En realidad, décadas después el Estado nacional nacerá como consecuencia del triunfo de una de las fracciones de la clase dominante criolla, la oligarquía porteña y bonaerense, rica propietaria de tierra y sirvienta ejemplar del capital inglés. Esto implicó la derrota y subordinación de otros proyectos estatales y de organización regional en el interior del virreinato. Además, dicho Estado recién se consolidará en 1880, luego de la nefasta incursión argentina en la Guerra contra el Paraguay y de la llamada “Conquista del desierto” comandada por Roca que tuvo como resultado el exterminio de las comunidades originarias de la Patagonia.

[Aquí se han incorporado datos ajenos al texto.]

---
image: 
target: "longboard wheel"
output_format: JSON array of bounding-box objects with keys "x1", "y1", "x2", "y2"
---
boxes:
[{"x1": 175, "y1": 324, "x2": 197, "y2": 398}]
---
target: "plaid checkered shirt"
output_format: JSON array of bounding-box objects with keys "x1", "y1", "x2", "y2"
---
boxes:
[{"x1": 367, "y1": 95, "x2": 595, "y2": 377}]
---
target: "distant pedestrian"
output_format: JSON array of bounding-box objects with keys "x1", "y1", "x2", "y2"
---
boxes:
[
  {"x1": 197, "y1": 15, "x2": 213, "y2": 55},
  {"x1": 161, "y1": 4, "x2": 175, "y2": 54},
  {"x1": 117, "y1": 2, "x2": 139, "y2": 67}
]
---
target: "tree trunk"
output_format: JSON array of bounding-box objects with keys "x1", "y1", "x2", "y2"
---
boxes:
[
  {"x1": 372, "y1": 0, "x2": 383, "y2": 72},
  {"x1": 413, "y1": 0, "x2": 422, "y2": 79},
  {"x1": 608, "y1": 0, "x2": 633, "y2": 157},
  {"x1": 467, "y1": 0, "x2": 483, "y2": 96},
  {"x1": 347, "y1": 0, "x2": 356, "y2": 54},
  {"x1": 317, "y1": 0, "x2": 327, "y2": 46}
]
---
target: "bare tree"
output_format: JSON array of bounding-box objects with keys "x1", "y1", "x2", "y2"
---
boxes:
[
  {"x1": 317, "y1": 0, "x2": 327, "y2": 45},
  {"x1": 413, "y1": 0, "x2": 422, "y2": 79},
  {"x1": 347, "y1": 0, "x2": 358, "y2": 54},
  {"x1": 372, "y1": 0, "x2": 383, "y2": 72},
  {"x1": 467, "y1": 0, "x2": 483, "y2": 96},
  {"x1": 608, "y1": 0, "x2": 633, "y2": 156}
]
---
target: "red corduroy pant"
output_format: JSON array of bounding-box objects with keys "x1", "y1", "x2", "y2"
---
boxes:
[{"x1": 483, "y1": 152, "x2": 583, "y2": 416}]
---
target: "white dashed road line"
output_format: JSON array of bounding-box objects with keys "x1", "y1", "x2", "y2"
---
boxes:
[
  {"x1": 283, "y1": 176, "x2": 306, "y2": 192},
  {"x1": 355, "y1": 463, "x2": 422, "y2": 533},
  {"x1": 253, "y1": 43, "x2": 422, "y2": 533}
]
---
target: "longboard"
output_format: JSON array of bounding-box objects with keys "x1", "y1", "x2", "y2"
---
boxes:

Un discurso legitimador, en el cual las clases dominantes harán pasar sus intereses particulares como los intereses generales de toda la “nación argentina”, acompañó la consolidación del Estado.

3 ¿Qué tipo de independencia se conquista con la Revolución de Mayo y la guerra anticolonial?

El gobierno sostiene el discurso de “doscientos años de vida independiente”, pero hoy podemos constatar que la Argentina es una nación semicolonial, como gran parte de las naciones sudamericanas, sometida constantemente a la presión del capital extranjero.

Lo que se conquistó luego de la Revolución de Mayo fue la independencia de España; la guerra anticolonial permitió romper las cadenas que nos sujetaban al decadente imperio. Pero rotas estas cadenas se van forjando otras, las que ataron económicamente a estos territorios con el capital inglés. Es que luego de conquistada la independencia de España, las fracciones de las clases dominantes criolla no tuvieron ningún proyecto que implicara dejar de estar subordinados a los designios de la metrópoli británica. Lo que primó fueron sus intereses inmediatos, las enormes ganancias que obtenían los hacendados exportadores. Durante estos dos siglos, las clases dominantes han establecido y preservado un verdadero pacto neocolonial. En este sentido, el gobierno de los Kirchner no innova nada en este terreno.


Desmitificar la historia oficial nos permite entender que el relato sobre la revolución de mayo tiene el fin de convencer a los trabajadores/as de que sus intereses son “comunes” a los de las clases dominantes, de que hay una “identidad nacional” forjada desde los inicios de la “patria” que nos pertenece a todos los “argentinos”.

Pero hay un interés mayor por la historia para los trabajadores/as. Los explotados de hoy tienen sus antepasados, conocer sus experiencias y sacrificios es un deber, y a la vez un derecho, para construir mejores herramientas de lucha. Como planteaba el marxista italiano Antonio Gramsci: “si es verdad que la historia universal es una cadena de los esfuerzos que ha hecho el hombre por liberarse de los privilegios, de los prejuicios y de las idolatrías, no se comprende por qué el proletariado, que quiere añadir otro eslabón a esa cadena, no ha de saber cómo, y por qué y por quién ha sido precedido, y qué provecho puede conseguir de ese saber” 1.

En esta serie de artículos intentaremos “peinar a contrapelo la historia”, buscando comprender los acontecimientos de aquella época y, sobre todo, develar la participación de los explotados y oprimidos en la historia, sin los cuales no es posible conocer el pasado ni pensar el futuro.